Secondary Infektion wasn’t a static campaign and its subjects shifted over time, however, the report stresses, “Ukraine was a perennial target.”
Graphika identified nine main topics among the narratives pushed by Secondary Infection which happened to be widely present among those surfacing in the Russian propaganda outlets,
- Ukraine as a failed or unreliable state.
- U.S. and NATO aggression or interference in other countries.
- European divisions and weakness.
- Migration and Islam.
- Russia’s doping scandals in sporting competitions.
- Turkey as an aggressive, destabilizing force.
- Defending Russia and its government.
- Insulting Kremlin critics including Alexei Navalny and the Bellingcat investigative group.
The report says that Secondary Infektion stands out “for its routine use of forged documents, sometimes surprisingly poorly crafted.” None of the other actors used this tactic with such volume and persistence. The researchers identified over 250 suspected forgeries that impersonated various Western leaders.
1/2 Рунетом гуляє погано сфабрикований "лист",в якому нібито прошу США допомогти перенести референдум у Нідерландах. pic.twitter.com/PkR5nBidQH
— Наталія Яресько (@n_jaresko) March 28, 2016
Tweet by Natalia Jaresko correcting the formatting of another Secondary Infektion forgery and calling out its poor English.
”It included fake letters, tweets and blog posts from leaders and officials including US Secretary of State Mike Pompeo, former White House Chief of Staff General John Kelly, various members of the US Senate Foreign Affairs and Intelligence Committees, representatives of the German, British, and Ukrainian governments, and former national leaders including Carl Bildt (Sweden) and Mikheil Saakashvili (Georgia),” the report reads.
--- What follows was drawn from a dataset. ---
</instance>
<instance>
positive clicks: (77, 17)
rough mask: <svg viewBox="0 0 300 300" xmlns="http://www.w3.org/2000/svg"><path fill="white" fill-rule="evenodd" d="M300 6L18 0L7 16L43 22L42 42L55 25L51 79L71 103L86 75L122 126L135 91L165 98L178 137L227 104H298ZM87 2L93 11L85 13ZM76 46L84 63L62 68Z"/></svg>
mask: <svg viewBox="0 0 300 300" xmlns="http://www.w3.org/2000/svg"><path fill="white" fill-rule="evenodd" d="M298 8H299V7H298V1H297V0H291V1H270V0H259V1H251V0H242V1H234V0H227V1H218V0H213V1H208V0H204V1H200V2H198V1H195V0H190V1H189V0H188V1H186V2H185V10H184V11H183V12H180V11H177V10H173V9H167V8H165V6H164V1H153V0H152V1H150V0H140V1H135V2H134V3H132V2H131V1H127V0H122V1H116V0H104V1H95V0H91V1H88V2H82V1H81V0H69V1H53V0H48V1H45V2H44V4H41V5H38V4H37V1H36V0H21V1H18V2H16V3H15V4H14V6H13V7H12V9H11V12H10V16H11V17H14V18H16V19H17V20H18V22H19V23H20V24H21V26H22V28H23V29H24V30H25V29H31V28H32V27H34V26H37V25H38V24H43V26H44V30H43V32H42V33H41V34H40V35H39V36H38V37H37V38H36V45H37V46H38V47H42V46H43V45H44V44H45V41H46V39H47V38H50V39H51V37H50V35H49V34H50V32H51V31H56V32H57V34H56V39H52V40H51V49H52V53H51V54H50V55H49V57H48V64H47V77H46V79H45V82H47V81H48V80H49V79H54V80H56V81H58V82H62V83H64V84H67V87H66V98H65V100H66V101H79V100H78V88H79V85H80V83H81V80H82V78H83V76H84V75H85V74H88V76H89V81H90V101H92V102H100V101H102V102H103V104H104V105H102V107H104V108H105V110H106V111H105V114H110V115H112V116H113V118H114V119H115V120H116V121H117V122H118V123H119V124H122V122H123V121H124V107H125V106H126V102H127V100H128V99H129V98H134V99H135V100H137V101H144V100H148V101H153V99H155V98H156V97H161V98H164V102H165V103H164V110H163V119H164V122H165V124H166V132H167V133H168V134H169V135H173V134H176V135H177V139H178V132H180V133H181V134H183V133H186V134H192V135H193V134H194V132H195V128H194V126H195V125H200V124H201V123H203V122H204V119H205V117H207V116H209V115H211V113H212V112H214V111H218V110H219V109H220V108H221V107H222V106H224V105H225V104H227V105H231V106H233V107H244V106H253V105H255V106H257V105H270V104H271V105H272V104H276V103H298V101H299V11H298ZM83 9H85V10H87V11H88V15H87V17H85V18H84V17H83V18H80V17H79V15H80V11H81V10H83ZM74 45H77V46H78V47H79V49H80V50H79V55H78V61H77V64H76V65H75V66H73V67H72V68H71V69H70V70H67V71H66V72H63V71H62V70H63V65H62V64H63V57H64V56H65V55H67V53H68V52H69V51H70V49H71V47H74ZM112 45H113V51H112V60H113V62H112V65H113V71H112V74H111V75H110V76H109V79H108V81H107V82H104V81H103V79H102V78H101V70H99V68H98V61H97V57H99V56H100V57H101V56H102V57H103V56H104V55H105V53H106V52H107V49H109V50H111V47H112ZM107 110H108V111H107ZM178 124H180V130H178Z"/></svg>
Here are a few examples of forgeries mentioned in the study:
However, the report names only one effort of the campaign that really had an impact on the mainstream discussion of the countries it targeted: “the leak of apparently genuine US-UK trade documents on the eve of Britain’s general election in 2019, as exposed by [Graphika] in November 2019.”
The researchers didn’t find a confirmed attribution of Secondary Infektion to a specific group which poses a number of unanswered questions about the identity, goals, capabilities of the threat actor behind the operation.
However, the more general attribution to the Russian origin of Secondary Infection has multiple indicators “both technical and contextual.” For example, Facebook first attributed a set of accounts to Russian actors in May 2019, so did Reddit in the case of the US-UK trade leaks.
The initial target of the operation at its very beginning was the Russian opposition, then it shifted focus to Ukraine just when Russia invaded Crimea and unleashed war in the Donbas.
“The content of the campaigns closely mapped Russian preoccupations. The most striking example is the way that Secondary Infektion suddenly began attacking Turkey after Turkey shot down a Russian jet: the downing happened on November 25, 2015, and Secondary Infektion’s first attack on Turkey came just one week later, on December 1,” the report reads.
Other topics also matched Kremlin’s narratives as well.
More clues came from the use of language with specific errors characteristic of Russian native speakers that would be insufficient for attribution alone, but can be viewed as a point of corroboration. Among the typical erors the report mentions,
“…difficulties with the use of “a” and “the,” as in the phrase “first the Europe, then the world,” difficulties with the word order in questions, as in “Why the truth is concealed?“, and difficulties with the possessive genitive, as in “3.15 million Germany’s new citizens.”